Methods: Eleven collegiate pitchers underwent preseason, postseason, and off-season evaluations including physical examination; dynamic ultrasound imaging of the UCL and UHJS; and the short version of the Disabilities of the Arm, Shoulder and Hand (QuickDASH) questionnaire. Ultrasound images were evaluated by 2 fellowship-trained musculoskeletal radiologists.
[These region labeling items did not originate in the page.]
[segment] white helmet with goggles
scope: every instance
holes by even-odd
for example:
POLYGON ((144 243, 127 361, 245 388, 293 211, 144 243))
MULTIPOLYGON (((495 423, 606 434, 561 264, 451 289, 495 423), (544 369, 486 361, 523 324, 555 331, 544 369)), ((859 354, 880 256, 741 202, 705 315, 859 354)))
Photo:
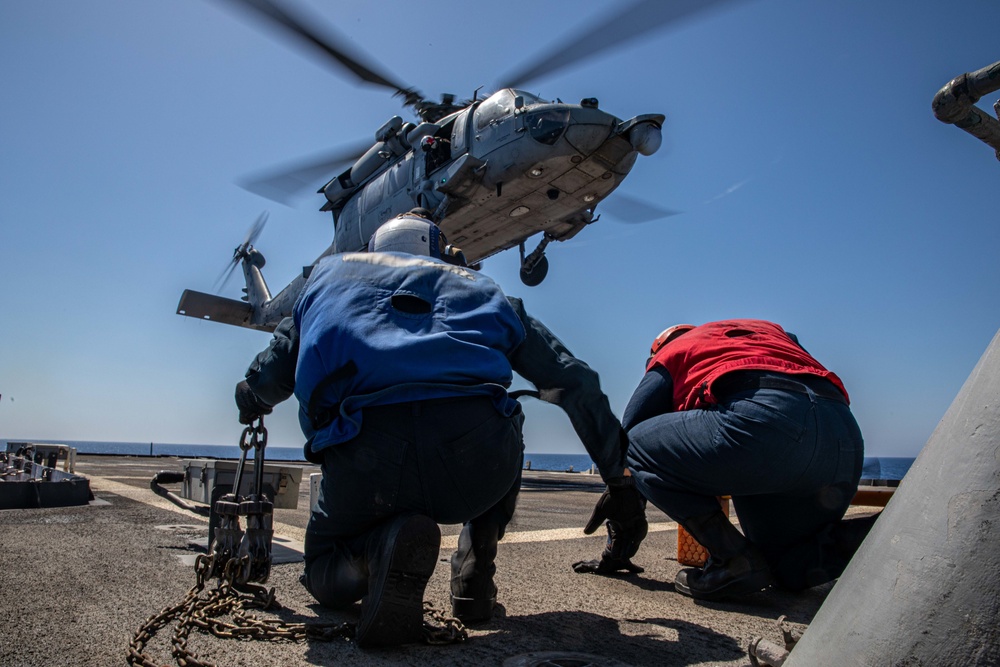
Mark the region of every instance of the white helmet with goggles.
POLYGON ((448 245, 441 228, 413 211, 389 220, 372 234, 368 252, 405 252, 465 266, 465 255, 448 245))
POLYGON ((656 337, 653 344, 649 346, 649 356, 653 356, 659 352, 664 345, 677 338, 681 334, 687 333, 694 329, 693 324, 675 324, 672 327, 668 327, 660 332, 660 335, 656 337))

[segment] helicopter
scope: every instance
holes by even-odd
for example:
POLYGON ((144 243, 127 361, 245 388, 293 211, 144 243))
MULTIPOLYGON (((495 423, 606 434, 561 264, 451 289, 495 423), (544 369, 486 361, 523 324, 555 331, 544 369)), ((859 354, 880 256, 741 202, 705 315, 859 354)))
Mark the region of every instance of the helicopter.
MULTIPOLYGON (((320 210, 333 216, 334 239, 316 261, 330 254, 363 251, 381 224, 422 208, 431 212, 472 266, 517 247, 521 281, 537 286, 548 273, 548 245, 573 238, 599 219, 597 206, 621 185, 638 157, 660 148, 665 116, 651 113, 622 120, 602 109, 596 98, 567 104, 521 86, 625 37, 724 1, 679 0, 664 9, 660 0, 640 0, 574 35, 536 64, 505 77, 492 94, 480 98, 477 89, 468 100, 444 94, 436 102, 349 55, 332 30, 312 27, 315 22, 301 18, 285 3, 226 0, 318 50, 360 81, 388 88, 415 116, 415 122, 392 116, 375 132, 374 143, 363 144, 362 150, 355 147, 256 178, 244 187, 287 203, 289 196, 310 184, 310 178, 329 175, 347 164, 332 178, 327 176, 317 190, 325 199, 320 210), (535 236, 537 245, 526 252, 526 242, 535 236)), ((659 213, 665 217, 671 212, 659 213)), ((235 249, 226 275, 228 279, 242 265, 243 299, 185 290, 178 314, 265 331, 273 331, 291 314, 315 262, 272 296, 261 273, 264 256, 253 246, 262 228, 258 219, 235 249)))

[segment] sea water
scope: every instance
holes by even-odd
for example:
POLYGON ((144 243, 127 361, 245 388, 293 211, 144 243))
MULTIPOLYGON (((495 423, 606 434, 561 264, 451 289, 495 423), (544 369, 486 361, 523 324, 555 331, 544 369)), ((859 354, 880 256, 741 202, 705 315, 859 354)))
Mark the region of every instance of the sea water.
MULTIPOLYGON (((0 451, 7 449, 8 440, 0 440, 0 451)), ((22 442, 11 440, 10 442, 22 442)), ((38 444, 55 444, 50 441, 32 440, 38 444)), ((64 440, 58 444, 76 447, 80 454, 106 454, 116 456, 176 456, 180 458, 239 459, 240 448, 236 445, 181 445, 160 442, 103 442, 88 440, 64 440)), ((269 461, 304 461, 301 447, 267 447, 264 451, 269 461)), ((253 452, 248 453, 253 458, 253 452)), ((913 464, 913 459, 898 456, 865 457, 861 472, 863 479, 901 480, 913 464)), ((586 472, 593 462, 586 454, 539 454, 525 452, 524 467, 530 470, 556 472, 586 472)))

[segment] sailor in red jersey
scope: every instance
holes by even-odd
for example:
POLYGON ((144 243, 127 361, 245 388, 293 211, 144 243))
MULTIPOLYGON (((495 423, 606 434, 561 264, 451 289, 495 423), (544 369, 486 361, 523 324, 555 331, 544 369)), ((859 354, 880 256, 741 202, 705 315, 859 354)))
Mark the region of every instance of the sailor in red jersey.
POLYGON ((711 554, 678 592, 718 600, 840 576, 874 519, 843 520, 864 443, 844 384, 779 325, 664 331, 625 409, 636 488, 711 554), (721 511, 732 497, 741 533, 721 511))

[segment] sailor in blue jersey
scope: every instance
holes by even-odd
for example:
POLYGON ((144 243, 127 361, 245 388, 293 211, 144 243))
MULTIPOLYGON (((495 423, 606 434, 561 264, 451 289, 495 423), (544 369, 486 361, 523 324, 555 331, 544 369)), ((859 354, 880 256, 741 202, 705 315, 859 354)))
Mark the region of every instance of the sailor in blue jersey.
POLYGON ((513 372, 565 410, 609 485, 624 486, 627 441, 597 374, 465 267, 436 225, 399 216, 369 251, 316 264, 236 402, 249 423, 298 399, 307 457, 323 470, 303 580, 324 605, 362 600, 358 643, 379 646, 421 638, 439 523, 464 524, 453 613, 492 617, 497 542, 521 482, 513 372))

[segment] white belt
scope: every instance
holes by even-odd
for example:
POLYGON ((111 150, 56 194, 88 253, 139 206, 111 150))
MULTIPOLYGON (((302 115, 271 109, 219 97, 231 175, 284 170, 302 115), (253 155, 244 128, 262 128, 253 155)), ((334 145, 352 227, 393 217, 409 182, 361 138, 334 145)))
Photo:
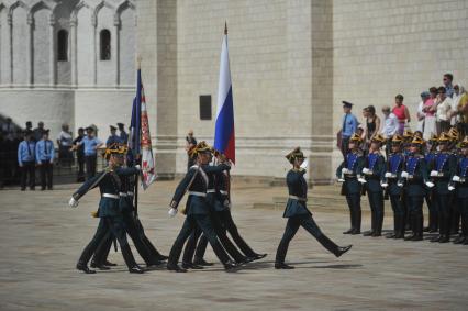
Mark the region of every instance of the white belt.
POLYGON ((289 199, 293 199, 293 200, 298 200, 298 201, 304 201, 304 202, 308 200, 308 198, 300 198, 298 196, 292 196, 292 195, 289 195, 289 199))
POLYGON ((198 191, 189 191, 189 195, 197 196, 197 197, 207 197, 207 193, 198 192, 198 191))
Results: All 11 pitchers were included in the final analysis, with an average age of 20.1 years and with 14.1 years of playing experience. After a season of pitching, we found significant increases in GIRD (P= .004) and UCL thickness (P = .033) and nonsignificant increases in both unloaded (P = .069) and loaded (P = .122) UHJS. Preseason GIRD correlated with this increase in loaded UHJS (r = 0.80, P = .003). The increase in UCL thickness was significantly greater in pitchers with GIRD greater than 10° (P< .05). After the off-season, UCL thickness returned to baseline and significant decreases were noted in both unloaded (P = .004) and loaded (P = .041) UHJS, but a progression in GIRD was found (P = .021). Pitchers with GIRD of 10° or less showed greater improvement in UHJS after the off-season (P < .05).
Conclusions: The pitching season produced adaptive changes in the throwing elbow that subsequently resolved after off-season rest. However, shoulder range-of-motion deficits were progressive and did not resolve. Ultrasound adaptations of the pitching elbow were significantly related to GIRD.